In one study psychological factors were able to predict 91% of the time which back pain patients would recover from an acute pain condition and which would go on to become disabled (Gatchel, et al., 1995).
A major study found that job dissatisfaction, hysteria and antisocial traits were better predictors of who would file an injury report in the future than were 50 medical variables (Battíe & Bigos, 1991).
Of 98 patients admitted to a pain management program for patients with nonmalignant chronic pain, 34 were definitely depressed, 20 were probably depressed, and 44 were not depressed (Maruta, 1989).
Patients treated in a functional restoration treatment program for chronic low back pain and were compared with 72 patients not treated. A two-year follow-up that 87% of the treatment group was actively working after two years, as compared with only 41% of the nontreatment comparison group.
Certain psychiatric syndromes appear to precede chronic low-back pain (substance abuse and anxiety disorders), whereas others (specifically, major depression) develop either before or after the onset of chronic low- back pain ( Polatin et al, 1993).
In a twenty year-long study at Kaiser-Permanente, it was found that more than 60% of all visits by medical patients at their facilities were made by individuals with no clear diagnosable disorder. These persons were labeled "the worried well" (Cummings & VandenBos, 1981).
In a study of 26,000 subjects in 14 countries, it was found that physical disability was more closely associated with psychological factors than it was with medical diagnosis (Ormel, et al., 1994).

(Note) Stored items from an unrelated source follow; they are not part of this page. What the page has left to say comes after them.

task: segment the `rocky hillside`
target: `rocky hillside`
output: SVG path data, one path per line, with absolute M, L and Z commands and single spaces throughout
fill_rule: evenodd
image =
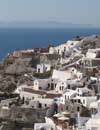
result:
M 100 48 L 100 35 L 84 37 L 81 48 L 83 53 L 86 53 L 88 49 Z
M 33 67 L 40 63 L 55 66 L 58 64 L 59 58 L 60 56 L 57 54 L 34 54 L 30 63 Z
M 13 62 L 12 62 L 13 61 Z M 18 83 L 28 80 L 24 74 L 33 74 L 34 68 L 30 67 L 30 60 L 5 58 L 0 62 L 0 91 L 13 92 Z
M 88 49 L 100 48 L 100 35 L 87 37 L 76 37 L 82 40 L 82 53 L 86 54 Z M 99 56 L 100 57 L 100 56 Z M 34 53 L 30 58 L 13 58 L 12 55 L 6 56 L 0 62 L 0 91 L 13 92 L 17 84 L 23 82 L 31 82 L 29 77 L 24 75 L 33 75 L 35 67 L 39 63 L 51 64 L 51 66 L 59 65 L 60 56 L 58 54 L 40 54 Z M 32 77 L 33 78 L 33 77 Z

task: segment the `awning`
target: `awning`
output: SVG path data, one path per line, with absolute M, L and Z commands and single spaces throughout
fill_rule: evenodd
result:
M 68 112 L 68 111 L 63 111 L 61 114 L 63 114 L 63 115 L 70 115 L 70 112 Z
M 58 120 L 66 121 L 66 120 L 69 120 L 69 118 L 65 117 L 65 116 L 62 116 L 62 117 L 59 117 Z
M 54 117 L 57 117 L 57 118 L 59 118 L 61 116 L 63 116 L 61 113 L 57 113 L 57 114 L 54 115 Z

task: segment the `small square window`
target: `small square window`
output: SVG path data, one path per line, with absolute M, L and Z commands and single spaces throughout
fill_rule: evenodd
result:
M 66 110 L 68 110 L 68 106 L 66 106 Z
M 45 107 L 47 107 L 47 104 L 45 104 Z

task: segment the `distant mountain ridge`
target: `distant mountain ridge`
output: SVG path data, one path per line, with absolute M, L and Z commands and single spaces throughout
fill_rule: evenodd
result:
M 91 28 L 91 24 L 73 24 L 67 22 L 0 22 L 0 27 L 36 27 L 36 28 Z

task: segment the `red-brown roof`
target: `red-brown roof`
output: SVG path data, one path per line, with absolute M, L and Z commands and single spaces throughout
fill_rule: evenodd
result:
M 47 93 L 46 91 L 43 90 L 34 90 L 30 88 L 24 88 L 24 92 L 29 92 L 29 93 L 34 93 L 38 95 L 46 95 L 45 98 L 55 98 L 55 97 L 60 97 L 62 94 L 59 93 Z

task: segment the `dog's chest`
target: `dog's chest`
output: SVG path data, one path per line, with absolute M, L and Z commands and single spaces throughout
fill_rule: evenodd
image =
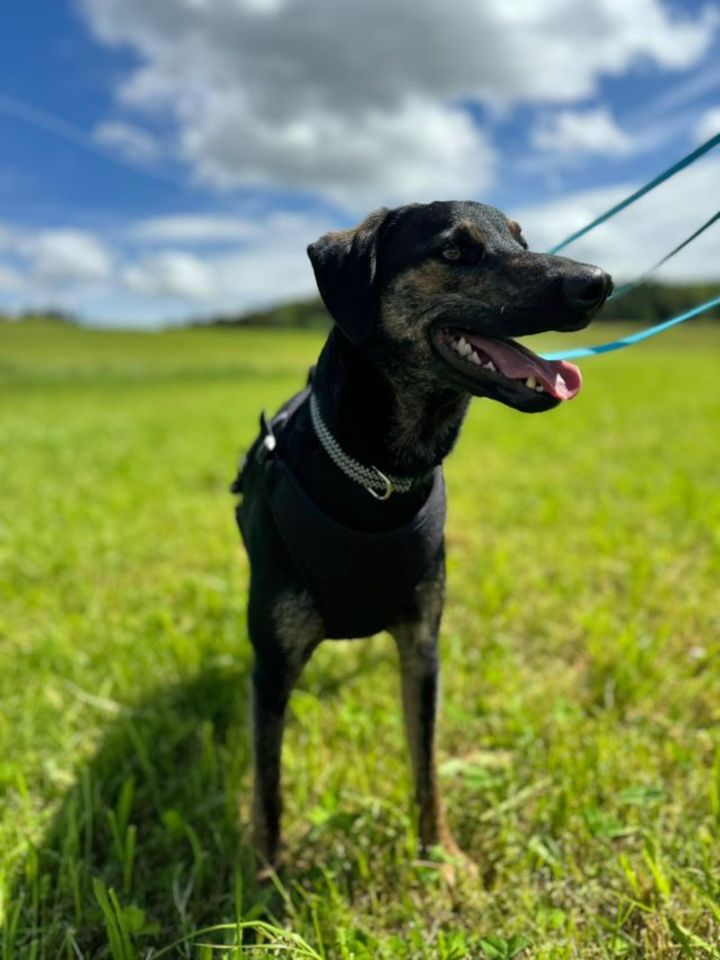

Colorado State Worker's Compensation regulations recommend that a Psychological evaluation be performed on patients at 6-12 weeks after injury if there is no improvement .
Over 90 million Americans &emdash; about 45% of non-institutionalized persons &emdash; have one or more chronic conditions, with annual costs estimated to be $659 billion in 1987 (Hoffman, Rice & Sung, 1996)
American corporate health and safety costs are estimated to be $418 billion in direct costs annually, $837 billion in indirect costs, for a total of $1.256 trillion in annual costs (Brady, et al, 1997).
In a study of the MRIs of 98 "normal" persons with no back pain symptoms, 52% had bulging disks, 27% had a protrusion, and 1% had an extrusion (Jensen, et al., 1994).